The Chip That Ate Its Own Story

Trainium won training. It won prefill. It couldn't win decode. The person who sold the full-stack narrative just left.

Mar 26, 2026

Gadi Hutt, director of product and customer engineering at Amazon’s Annapurna Labs, has left the company. [1] The news, reported by The Information on March 26, landed thirteen days after AWS announced a partnership with Cerebras Systems to disaggregate inference — splitting prefill from decode across two vendors’ chips and routing it all through Amazon Bedrock. [2]

Whether the departure was triggered by the Cerebras announcement or was already in motion, the structural alignment remains the same.

I worked with Gadi and his team across three companies. At AWS, where I spent six years. At Hugging Face, where Inferentia and Trainium adoption were part of the ecosystem play I led as Chief Evangelist. And at Arcee AI, where making custom silicon work in production was a practical, daily question. Gadi ran engineering and solutions architecture teams responsible for making Annapurna’s chips work for customers, not just for pitching them. The story he carried held up for a long time: Trainium is a full-stack AI chip that competes with Nvidia on training and inference. One product. One pitch.

That story changed on March 13.

The pivot nobody is naming.

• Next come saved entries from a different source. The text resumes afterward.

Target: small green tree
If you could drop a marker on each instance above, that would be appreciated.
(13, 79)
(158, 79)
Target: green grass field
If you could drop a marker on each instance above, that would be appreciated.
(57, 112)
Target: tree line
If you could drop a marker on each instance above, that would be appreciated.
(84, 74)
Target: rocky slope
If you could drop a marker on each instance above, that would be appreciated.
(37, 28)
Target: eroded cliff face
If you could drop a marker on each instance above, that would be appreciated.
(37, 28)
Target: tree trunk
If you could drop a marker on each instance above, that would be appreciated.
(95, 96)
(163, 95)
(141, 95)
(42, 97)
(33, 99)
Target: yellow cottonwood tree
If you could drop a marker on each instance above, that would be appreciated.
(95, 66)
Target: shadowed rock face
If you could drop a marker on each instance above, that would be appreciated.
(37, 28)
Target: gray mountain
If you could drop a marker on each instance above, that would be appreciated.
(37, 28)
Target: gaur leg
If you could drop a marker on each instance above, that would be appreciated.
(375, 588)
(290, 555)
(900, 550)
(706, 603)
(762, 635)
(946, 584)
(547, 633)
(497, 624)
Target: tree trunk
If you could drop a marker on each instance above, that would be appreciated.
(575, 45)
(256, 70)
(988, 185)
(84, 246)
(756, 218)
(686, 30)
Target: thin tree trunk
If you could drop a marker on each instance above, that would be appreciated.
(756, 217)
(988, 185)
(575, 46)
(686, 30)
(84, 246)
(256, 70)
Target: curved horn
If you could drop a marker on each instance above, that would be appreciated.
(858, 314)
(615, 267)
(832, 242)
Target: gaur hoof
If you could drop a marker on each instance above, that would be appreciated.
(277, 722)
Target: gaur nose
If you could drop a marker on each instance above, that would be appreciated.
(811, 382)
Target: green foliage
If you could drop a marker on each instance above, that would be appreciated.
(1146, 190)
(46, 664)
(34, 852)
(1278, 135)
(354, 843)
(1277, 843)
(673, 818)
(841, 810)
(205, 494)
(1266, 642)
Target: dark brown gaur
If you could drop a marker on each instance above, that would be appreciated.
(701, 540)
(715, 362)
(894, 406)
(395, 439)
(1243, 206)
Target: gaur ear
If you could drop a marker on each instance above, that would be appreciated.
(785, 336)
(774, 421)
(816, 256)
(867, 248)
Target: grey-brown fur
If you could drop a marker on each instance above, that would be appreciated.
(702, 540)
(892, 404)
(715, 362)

The AWS-Cerebras deal is either smart engineering or a structural concession — and the org chart tells you which one Amazon thinks it is. [3] Trainium handles prefill, the compute-bound phase. Cerebras’s WSE-3 handles decode, the memory-bandwidth-bound phase where the model generates tokens sequentially. [4] David Brown, VP of Compute & ML Services, is the named spokesperson for the new architecture, not anyone from Annapurna’s product organization. [5]

Four days before the departure news, TechCrunch ran an exclusive tour of the Trainium lab in Austin. The guides were Kristopher King and Mark Carroll, engineering leadership. [6] Gadi, who had been the external face of Trainium at re:Invent, in Time, in Fortune, was already absent. The phase-out was complete before The Information made it official.

The org shift behind the architecture shift. Annapurna was not originally structured as a service team. It operated as an R&D center — designing chips and delivering them to AWS service teams, with its own leadership, customer relationships, and external voice. That changed roughly two years ago, when Brown’s compute and ML services organization absorbed the product and go-to-market layer that sat between Annapurna’s engineering and external customers. Then, in December 2025, Peter DeSantis was elevated to lead a unified org spanning AI models, custom silicon, and quantum, reporting directly to Jassy. [7] Each step moved Annapurna closer to becoming an internal component supplier rather than an independent product shop. By the time the Cerebras deal was announced, the organizational structure that had given Gadi his role — an Annapurna that spoke for itself — no longer existed. Amazon spent a decade acquiring Annapurna. It spent the last two years digesting it.

What the deal reveals. Gadi told Time last year that “Stargate is easy to announce — let’s see it implemented first.” [8] That confidence reflected the old story: AWS builds the chips, builds the servers, builds the datacenter, runs the whole stack. The Cerebras deal breaks it — the inference pipeline now runs on someone else’s silicon for its most demanding phase.

There are 1.4 million Trainium chips deployed across three generations; Anthropic’s Claude runs on over one million of them. [9] OpenAI has committed to two gigawatts of Trainium capacity — a commitment, not yet a deployment. [10] Trainium succeeded at training and at prefill. This is not a failure of the chip.

But AWS had made a consequential bet along the way: it discontinued Inferentia entirely. [11] The rationale was sound — Trainium1 was actually better at inference than Inferentia2. Inf2 was designed as a lower-cost chip, optimized to crush inference costs as a slower but more cost-effective alternative to GPUs. When your training chip outperforms your dedicated inference chip at inference, you consolidate. AWS did.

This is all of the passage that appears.